07 May A brief introduction to Dashboards and Cockpits
are “precisely designed information displays” (Noennig) that make essential information visible at a glance. By summarizing crucial data sets on a dashboard, complex information can be specified and thus provide a good basis for decisions. “Dashboards allow to manage complex data and indicators as well as to gain a situational overview with diagrams and map visualizations” (Munteanu, Hamman, Mörtenhuber). Often used options of visualisation include bar, column or pie charts, maps, speedometers, progress bars, and tables. When interactive elements are integrated on a dashboard, e.g. buttons or sliders, which either display the data over time or simulate future scenarios based on previous data, a dashboard easily becomes an interactive cockpit. In addition, in some dashboards users may call more detailed information and data by clicking on a graph. Dashboards are thus a summary and visualization of existing data sets, which might be continuously updated in the background.
Features of a dashboard:
- all essential information is presented on one interface
- Information is visualized, e.g. in diagrams or graphs
- In-depth analyses of statistical data and further details can be displayed by clicking on single dashboard graphs
- visualisation of real-time information (often)

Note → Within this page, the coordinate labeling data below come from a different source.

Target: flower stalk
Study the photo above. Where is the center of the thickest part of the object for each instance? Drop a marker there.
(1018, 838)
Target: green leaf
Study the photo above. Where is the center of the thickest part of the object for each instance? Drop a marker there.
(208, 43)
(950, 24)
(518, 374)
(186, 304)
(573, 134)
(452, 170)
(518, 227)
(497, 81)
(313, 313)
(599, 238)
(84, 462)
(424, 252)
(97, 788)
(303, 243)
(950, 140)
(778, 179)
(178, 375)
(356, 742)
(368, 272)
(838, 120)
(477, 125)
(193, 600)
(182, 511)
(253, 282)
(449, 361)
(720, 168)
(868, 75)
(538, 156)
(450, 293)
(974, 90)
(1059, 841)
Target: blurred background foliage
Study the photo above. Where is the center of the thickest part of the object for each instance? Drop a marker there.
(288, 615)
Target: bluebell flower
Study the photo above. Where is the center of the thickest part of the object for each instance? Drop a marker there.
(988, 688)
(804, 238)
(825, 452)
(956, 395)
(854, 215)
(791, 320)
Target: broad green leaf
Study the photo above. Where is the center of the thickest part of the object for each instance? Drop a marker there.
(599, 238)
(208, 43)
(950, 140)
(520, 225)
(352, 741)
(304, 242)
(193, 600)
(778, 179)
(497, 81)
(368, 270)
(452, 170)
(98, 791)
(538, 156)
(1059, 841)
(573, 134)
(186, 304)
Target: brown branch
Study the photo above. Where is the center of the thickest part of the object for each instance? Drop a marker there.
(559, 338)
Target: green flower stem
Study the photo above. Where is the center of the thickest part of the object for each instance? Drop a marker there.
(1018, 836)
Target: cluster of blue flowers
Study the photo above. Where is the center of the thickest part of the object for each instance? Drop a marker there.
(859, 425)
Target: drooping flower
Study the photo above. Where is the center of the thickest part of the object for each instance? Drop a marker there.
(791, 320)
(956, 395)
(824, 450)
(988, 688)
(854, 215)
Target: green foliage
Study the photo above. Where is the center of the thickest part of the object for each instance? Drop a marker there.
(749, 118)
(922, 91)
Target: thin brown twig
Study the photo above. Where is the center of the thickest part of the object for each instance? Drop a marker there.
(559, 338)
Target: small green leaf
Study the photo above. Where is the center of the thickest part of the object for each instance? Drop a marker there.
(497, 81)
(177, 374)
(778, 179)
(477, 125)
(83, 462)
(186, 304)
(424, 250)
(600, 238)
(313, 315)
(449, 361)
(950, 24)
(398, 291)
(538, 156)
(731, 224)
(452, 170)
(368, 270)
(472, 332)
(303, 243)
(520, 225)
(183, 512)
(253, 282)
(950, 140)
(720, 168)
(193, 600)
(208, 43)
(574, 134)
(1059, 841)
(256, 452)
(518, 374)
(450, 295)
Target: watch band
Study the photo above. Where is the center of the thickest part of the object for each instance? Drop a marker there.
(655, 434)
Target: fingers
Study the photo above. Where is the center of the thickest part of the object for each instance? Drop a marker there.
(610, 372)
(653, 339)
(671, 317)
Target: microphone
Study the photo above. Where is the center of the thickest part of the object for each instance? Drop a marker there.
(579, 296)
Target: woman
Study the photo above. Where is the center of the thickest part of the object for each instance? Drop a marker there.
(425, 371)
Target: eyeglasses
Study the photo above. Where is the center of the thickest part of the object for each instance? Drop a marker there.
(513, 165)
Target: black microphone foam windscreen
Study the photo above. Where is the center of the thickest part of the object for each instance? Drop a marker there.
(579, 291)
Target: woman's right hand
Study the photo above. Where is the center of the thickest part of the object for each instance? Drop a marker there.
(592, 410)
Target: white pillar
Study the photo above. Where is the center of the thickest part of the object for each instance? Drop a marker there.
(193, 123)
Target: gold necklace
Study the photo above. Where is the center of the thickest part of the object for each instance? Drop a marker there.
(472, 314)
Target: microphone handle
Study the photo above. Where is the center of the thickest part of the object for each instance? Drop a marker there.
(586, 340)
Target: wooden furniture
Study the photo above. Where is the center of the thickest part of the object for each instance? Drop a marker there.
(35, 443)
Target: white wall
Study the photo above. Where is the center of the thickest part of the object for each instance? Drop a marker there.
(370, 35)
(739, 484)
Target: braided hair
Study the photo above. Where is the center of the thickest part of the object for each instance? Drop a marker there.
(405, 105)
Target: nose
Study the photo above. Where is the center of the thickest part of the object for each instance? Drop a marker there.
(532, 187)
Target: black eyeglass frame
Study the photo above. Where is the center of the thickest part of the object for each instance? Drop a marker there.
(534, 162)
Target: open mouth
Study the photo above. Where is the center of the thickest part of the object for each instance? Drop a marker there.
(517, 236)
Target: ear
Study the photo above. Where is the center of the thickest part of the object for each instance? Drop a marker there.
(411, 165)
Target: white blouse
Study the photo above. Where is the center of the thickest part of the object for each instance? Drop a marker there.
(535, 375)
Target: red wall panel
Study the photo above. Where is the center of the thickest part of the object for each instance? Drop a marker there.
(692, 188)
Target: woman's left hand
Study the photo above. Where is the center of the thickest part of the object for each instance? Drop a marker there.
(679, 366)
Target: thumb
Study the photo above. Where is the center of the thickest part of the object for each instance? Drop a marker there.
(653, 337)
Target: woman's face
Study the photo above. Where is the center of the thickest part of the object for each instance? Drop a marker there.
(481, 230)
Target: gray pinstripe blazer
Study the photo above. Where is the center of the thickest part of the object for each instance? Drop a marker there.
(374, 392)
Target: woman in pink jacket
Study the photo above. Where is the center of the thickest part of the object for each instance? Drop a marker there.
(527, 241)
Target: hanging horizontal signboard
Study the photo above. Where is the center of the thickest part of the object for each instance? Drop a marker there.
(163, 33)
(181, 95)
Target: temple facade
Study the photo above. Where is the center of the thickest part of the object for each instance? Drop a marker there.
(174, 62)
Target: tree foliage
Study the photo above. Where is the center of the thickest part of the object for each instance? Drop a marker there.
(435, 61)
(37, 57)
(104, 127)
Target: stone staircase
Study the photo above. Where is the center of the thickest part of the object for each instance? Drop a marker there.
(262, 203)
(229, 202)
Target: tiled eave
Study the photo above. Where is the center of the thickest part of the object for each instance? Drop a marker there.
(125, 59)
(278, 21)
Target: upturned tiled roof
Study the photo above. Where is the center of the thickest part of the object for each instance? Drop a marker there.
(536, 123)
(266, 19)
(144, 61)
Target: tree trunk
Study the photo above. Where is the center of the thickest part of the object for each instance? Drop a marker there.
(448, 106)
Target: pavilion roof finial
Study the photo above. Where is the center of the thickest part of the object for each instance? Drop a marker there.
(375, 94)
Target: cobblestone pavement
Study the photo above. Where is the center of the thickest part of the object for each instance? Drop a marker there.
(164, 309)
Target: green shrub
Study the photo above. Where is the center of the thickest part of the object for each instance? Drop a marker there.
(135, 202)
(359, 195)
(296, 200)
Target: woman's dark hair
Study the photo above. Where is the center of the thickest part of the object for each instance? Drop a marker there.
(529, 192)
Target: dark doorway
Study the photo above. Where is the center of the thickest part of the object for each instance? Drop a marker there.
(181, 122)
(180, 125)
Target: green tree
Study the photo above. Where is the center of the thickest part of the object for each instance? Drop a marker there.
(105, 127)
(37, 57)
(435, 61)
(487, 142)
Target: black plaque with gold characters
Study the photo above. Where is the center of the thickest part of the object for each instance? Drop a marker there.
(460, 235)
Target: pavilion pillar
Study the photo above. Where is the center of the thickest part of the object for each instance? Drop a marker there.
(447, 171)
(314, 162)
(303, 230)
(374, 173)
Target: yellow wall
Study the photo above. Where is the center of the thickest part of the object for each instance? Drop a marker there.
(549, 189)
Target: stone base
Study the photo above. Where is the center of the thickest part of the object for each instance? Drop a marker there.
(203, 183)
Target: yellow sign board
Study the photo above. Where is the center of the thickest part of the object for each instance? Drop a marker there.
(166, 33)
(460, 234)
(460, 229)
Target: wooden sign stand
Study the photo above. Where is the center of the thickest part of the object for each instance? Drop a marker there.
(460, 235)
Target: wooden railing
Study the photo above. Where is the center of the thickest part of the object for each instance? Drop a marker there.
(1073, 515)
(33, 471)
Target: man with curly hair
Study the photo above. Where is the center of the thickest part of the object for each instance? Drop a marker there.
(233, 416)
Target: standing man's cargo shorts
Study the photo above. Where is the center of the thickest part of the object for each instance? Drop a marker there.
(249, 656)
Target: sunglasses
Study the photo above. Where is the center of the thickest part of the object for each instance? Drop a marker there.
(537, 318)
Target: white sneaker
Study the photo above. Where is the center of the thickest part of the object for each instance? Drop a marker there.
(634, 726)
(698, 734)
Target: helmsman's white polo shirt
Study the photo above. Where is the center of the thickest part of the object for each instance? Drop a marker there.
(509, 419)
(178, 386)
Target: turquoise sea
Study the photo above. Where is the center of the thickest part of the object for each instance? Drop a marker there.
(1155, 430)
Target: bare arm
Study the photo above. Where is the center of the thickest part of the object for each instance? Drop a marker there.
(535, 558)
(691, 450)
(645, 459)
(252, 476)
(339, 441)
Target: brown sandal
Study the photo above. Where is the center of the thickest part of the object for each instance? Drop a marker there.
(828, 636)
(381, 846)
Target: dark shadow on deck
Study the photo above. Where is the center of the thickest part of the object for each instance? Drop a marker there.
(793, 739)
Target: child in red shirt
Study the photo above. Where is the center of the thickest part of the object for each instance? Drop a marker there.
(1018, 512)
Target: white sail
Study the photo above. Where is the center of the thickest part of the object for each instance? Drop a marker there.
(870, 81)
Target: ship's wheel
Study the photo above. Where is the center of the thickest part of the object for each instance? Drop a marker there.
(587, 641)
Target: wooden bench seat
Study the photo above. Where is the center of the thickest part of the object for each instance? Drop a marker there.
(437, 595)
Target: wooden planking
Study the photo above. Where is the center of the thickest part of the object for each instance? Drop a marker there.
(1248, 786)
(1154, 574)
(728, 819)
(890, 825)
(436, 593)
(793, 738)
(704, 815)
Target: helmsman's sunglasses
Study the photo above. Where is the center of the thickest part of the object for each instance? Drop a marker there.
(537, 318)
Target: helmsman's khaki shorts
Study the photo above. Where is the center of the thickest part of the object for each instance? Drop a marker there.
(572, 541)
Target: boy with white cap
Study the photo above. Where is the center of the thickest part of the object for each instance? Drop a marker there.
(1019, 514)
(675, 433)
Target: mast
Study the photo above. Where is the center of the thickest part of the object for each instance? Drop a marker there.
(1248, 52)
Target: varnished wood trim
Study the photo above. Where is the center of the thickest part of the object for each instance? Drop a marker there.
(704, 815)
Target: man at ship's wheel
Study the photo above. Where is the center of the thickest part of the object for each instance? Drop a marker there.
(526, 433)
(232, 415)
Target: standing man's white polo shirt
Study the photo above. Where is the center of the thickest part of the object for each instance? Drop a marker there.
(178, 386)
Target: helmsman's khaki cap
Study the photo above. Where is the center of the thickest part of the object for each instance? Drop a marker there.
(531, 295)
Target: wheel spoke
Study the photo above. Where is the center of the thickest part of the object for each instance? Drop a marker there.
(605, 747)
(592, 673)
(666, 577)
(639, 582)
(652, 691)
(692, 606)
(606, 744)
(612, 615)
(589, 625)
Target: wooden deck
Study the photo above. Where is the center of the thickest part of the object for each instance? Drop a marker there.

- Optionally, dashboards can provide information when targets are reached or a value is in a critical range, so that a quick reaction is possible
“Going beyond mere dashboard visualisations, cockpits imply higher levels of interaction and procedural steps leading to specific results and outcomes” (Noennig). Cockpits are interactive applications that offer specific services and information according to the settings made by the user. Similar to dashboards, cockpits use information and data sets that were made available to it in the underlying databases. Furthermore, with the option to add personal information, a cockpit can easily become a personalized tool that facilitates the exchange of information between users and therefore simplifies processes that are currently very time-consuming. Available information is selected on the basis of the filter settings made by the user and thus only the content that is actually useful for the user is displayed. The content can be searched for keywords and further filtered, thus cockpits help in reducing information overload. Interactive cockpit tools “support specific actions with well-guided procedures (searching, decision-making, matchmaking)” (Noennig). Therefore, they have become increasingly popular in different fields, ranging from economy to politics and, more specifically, administrations. For example, public administrations may use a cockpit to understand how a new development project resulting in an increased number of residents will affect the existing social infrastructure of this area and where a new school or kindergarten is needed.
Features of a cockpit:
- use of real-time information
- offer well-guided procedures for interaction
Key questions that MICADO is currently answering are: How can dashboards and cockpits for integration processes look like? Which functionalities might these digital tools have? What are specific requirements for data sets in order to be readable by a dashboard? And: Which interfaces are necessary?